L’asymétrie de la relation entre la collectivité et les allocataires des prestations engage la première à proposer une offre d’accompagnement adaptée et non à conditionner l’accès au droit à des comportements ou actions de la part des allocataires, à rebours de la tendance à l’activation qui s’est affirmée et dont le projet de loi « plein emploi » porte la marque. La loi du 1er décembre 1988 qui avait mis en place le RMI avait déjà, tout en consacrant un droit à l’aide à l’insertion, lié ce droit à une démarche active du bénéficiaire. Comme l’indiquait son exposé des motifs, elle entendait « obtenir des bénéficiaires un engagement qui assure leur implication effective dans la démarche de réinsertion qui leur sera proposée. » Aujourd’hui, l’article L. 262-27 du Code de l’Action Sociale et des Familles stipule que le bénéficiaire du RSA a « droit à un accompagnement social et professionnel adapté à ses besoins » mais l’article 262-28 précise, en contrepoint, qu’il est « tenu », lorsqu’il est sans emploi ou ne bénéficie que de revenus professionnels très faibles, de rechercher un emploi ou d’entreprendre des actions nécessaires à une meilleure insertion professionnelle. Dans une tendance déjà ancienne, l’affirmation d’une telle contrepartie a de manière plus ou moins subreptice déplacé le curseur du contrat du second droit à l’accompagnement vers l’affirmation de la contrepartie et à la conditionnalité. Cette dynamique ne devrait pas être renforcée et, a minima, être corrigée par l’expression et le respect des souhaits des personnes.
La diversité ne concerne pas seulement les personnes et leurs trajectoires, mais aussi les logiques mêmes selon lesquelles des dispositifs comme le RSA fonctionnent : pour certains allocataires (âgés, mais pas assez pour bénéficier d’une pension, en mauvaise santé, mais pas assez pour relever de l’Allocation Adulte Handicapé, etc.) ces prestations jouent de fait le rôle de revenu minimum d’existence et d’attente pour l’accès à d’autres droits ; pour d’autres qui occupent des emplois à très faible durée, elles sont des formes de complément salarial et la question est ici celle des conditions d’emploi et de travail ; enfin, elles jouent le rôle d’allocation chômage pour les personnes non éligibles au régime d’indemnisation. Sur ce dernier point, l’approche à travers l’accompagnement doit être diversifiée et soutenue pour répondre effectivement aux besoins des personnes.
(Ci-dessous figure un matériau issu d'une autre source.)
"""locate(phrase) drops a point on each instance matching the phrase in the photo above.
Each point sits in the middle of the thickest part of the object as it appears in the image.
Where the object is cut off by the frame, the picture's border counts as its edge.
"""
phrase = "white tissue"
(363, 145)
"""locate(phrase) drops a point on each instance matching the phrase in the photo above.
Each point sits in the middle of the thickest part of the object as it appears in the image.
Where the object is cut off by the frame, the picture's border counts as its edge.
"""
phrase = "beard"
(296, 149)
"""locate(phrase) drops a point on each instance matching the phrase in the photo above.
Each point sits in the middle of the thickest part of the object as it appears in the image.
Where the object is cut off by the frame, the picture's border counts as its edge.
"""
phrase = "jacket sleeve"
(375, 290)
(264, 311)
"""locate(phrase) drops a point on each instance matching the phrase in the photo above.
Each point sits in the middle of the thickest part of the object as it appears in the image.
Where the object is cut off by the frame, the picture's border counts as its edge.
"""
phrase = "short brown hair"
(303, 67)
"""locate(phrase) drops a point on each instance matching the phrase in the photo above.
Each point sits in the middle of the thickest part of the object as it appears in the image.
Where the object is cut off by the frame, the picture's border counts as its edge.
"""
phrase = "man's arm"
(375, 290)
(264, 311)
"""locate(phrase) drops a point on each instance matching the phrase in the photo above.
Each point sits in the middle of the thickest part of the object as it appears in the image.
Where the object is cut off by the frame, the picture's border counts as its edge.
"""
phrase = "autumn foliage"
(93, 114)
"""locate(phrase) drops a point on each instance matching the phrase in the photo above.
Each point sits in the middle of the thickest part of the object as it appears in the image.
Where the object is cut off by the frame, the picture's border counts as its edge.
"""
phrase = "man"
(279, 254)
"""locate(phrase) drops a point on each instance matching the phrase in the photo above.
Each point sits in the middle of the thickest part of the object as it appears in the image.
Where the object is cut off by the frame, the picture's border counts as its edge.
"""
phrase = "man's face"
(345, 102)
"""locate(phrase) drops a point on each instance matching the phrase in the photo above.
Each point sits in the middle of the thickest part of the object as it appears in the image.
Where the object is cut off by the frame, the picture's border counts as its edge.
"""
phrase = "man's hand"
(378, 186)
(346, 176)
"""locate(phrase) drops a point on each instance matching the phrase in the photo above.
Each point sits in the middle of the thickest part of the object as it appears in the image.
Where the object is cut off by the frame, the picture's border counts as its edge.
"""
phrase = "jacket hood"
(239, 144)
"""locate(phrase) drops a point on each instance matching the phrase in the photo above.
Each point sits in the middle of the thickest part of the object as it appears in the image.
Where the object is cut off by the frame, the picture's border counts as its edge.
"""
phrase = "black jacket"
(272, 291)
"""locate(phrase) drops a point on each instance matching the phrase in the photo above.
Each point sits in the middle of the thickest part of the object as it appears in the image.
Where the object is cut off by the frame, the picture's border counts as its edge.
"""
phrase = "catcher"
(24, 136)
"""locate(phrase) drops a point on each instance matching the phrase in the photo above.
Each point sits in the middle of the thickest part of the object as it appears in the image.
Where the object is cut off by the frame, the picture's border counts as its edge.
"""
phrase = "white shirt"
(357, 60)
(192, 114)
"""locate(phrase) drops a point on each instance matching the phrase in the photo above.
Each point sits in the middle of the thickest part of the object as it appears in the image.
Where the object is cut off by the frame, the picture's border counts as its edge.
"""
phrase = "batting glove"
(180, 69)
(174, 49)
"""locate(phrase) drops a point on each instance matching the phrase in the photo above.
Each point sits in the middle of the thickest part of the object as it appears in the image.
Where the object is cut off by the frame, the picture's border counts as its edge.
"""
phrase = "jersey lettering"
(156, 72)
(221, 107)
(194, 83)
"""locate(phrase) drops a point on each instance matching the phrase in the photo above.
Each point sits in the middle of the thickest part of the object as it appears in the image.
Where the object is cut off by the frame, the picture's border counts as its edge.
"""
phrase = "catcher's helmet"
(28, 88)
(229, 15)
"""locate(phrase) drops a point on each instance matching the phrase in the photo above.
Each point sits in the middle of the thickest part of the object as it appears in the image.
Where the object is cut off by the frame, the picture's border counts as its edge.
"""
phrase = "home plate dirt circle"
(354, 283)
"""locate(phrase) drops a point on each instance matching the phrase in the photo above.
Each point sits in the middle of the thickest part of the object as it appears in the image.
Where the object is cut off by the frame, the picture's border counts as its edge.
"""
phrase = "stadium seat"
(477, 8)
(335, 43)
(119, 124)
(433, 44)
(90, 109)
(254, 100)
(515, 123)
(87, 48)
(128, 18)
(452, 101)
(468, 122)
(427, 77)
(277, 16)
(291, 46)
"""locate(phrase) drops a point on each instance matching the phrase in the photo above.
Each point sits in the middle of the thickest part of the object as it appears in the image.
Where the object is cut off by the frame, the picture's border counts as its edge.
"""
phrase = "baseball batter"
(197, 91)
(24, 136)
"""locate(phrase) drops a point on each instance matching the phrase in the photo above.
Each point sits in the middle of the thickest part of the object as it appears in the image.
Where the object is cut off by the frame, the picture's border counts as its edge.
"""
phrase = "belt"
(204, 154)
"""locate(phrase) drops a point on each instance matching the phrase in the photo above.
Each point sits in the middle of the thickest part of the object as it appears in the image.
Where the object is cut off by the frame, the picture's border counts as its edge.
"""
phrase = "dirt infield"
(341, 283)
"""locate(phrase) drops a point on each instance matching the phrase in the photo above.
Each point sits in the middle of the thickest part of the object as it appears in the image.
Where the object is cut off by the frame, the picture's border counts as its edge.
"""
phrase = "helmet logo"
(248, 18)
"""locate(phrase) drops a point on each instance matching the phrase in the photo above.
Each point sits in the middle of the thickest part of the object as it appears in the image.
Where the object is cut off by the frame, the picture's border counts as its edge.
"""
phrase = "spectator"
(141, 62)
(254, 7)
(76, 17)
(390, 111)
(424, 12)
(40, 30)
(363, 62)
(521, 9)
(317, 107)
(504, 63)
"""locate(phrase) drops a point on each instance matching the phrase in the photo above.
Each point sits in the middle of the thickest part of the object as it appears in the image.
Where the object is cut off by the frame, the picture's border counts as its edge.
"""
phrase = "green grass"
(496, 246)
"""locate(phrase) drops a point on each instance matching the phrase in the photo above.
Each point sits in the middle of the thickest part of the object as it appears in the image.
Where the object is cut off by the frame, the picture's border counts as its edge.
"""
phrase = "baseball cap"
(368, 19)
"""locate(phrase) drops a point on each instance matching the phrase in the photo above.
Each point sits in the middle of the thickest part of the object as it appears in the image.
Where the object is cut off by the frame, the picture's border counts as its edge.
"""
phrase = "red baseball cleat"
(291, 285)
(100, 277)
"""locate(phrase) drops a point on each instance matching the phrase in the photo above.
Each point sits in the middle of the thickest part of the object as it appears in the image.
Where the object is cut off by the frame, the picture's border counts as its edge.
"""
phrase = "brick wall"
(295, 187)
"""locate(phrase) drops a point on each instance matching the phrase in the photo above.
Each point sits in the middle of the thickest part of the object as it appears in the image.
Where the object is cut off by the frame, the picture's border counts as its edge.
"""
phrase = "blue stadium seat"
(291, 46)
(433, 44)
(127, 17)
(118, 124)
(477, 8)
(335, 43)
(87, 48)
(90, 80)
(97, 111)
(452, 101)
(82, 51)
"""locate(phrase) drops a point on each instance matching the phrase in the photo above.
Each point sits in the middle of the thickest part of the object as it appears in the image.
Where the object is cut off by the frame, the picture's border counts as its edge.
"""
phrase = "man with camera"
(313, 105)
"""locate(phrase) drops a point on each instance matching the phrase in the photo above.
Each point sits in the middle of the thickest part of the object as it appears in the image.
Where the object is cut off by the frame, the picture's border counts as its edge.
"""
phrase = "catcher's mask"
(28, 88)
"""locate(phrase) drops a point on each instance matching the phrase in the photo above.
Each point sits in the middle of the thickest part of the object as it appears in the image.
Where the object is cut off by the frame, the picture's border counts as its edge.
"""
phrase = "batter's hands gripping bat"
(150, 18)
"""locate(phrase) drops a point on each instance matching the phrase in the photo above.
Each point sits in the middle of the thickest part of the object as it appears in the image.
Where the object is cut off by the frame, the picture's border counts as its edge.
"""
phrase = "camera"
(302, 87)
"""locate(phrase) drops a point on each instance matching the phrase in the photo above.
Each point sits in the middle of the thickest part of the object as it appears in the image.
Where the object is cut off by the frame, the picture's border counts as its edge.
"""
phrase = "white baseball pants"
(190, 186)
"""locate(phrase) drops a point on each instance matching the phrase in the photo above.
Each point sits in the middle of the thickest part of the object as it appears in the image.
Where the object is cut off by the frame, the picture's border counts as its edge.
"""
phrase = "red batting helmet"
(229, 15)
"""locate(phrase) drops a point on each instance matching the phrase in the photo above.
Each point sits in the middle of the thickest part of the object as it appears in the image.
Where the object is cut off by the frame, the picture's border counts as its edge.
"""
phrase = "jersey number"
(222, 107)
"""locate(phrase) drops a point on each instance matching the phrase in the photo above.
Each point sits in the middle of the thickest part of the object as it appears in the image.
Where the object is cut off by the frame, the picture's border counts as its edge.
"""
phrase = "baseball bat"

Dans une logique de droit commun et non discriminatoire, le contrat prévu entre la collectivité ou l’opérateur d’une part et l’allocataire d’autre part doit prendre pleinement en compte les souhaits et la parole des personnes. En l’absence de formalisation juridique de ce contrat, l’échange doit pouvoir faire droit aux attentes et aspirations éventuelles des bénéficiaires du RSA en termes de qualité de l’emploi et le droit à la formation permettant d’y accéder. De manière générale, la parole des personnes concernées doit être prise en compte à chaque étape du processus d’accompagnement. C’est une condition de sa crédibilité et de son efficacité.

Sanctions

Cette « philosophie » des droits et des devoirs est à la source de l’organisation des conditions des sanctions. C’est la raison pour laquelle dans les aspects de la réforme consacrés aux sanctions, un équilibre entre la prise en compte de la mobilisation individuelle d’une part mais aussi des contraintes endogènes (niveau d’emploi, difficultés de mobilité, de mode de garde, contraintes de la vie quotidienne, incapacités, problèmes de santé) doivent systématiquement être prises en compte d’autre part. D’un point de vue plus global, l’appréciation de la situation du marché du travail par un indicateur quasi unique (le taux de chômage BIT à 5%) semble ne pas tenir compte du halo du chômage qui correspond à des emplois précaires impliquant une instabilité chronique des situations professionnelles et budgétaires d’une part, des différenciations territoriales très importantes dans le taux de chômage d’autre part.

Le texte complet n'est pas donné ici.